L'ancien président, également accusé d'enrichissement illégal, est jugé en même temps que ses deux fils Alaa et Gamal, ainsi que l'ancien ministre de l'Intérieur Habib el-Adli.

Ce procès est suivi avec avidité par les Egyptiens, après des décennies marquées par l'impunité pour les dirigeants du pays.

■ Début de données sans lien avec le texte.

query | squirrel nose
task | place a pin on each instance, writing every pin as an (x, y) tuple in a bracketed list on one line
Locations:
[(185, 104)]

M. Moubarak est le premier dirigeant renversé par les révoltes qui secouent le monde arabe depuis décembre à comparaître en personne devant la justice. Renversé le 11 février dernier, l'ancien président égyptien est jugé pour corruption, détournement de fonds publics et meurtre avec préméditation dans le cadre de la répression du mouvement de contestation qui a provoqué sa démission et a fait, selon un bilan officiel, 840 morts.

Stupéfaction des Egyptiens
Les Egyptiens ont été stupéfiés par les images de l'ancien "raïs" tout-puissant, âgé de 83 ans, traîné sur une civière dans la cage du tribunal installé dans l'Ecole de police du Caire lors des deux premières audiences, les 3 et 15 août.

Sur ordre du juge Ahmed Refaat, les retransmissions télévisées sont suspendues jusqu'à l'énoncé du verdict. L'une des raisons données par le président du tribunal est la protection des témoins.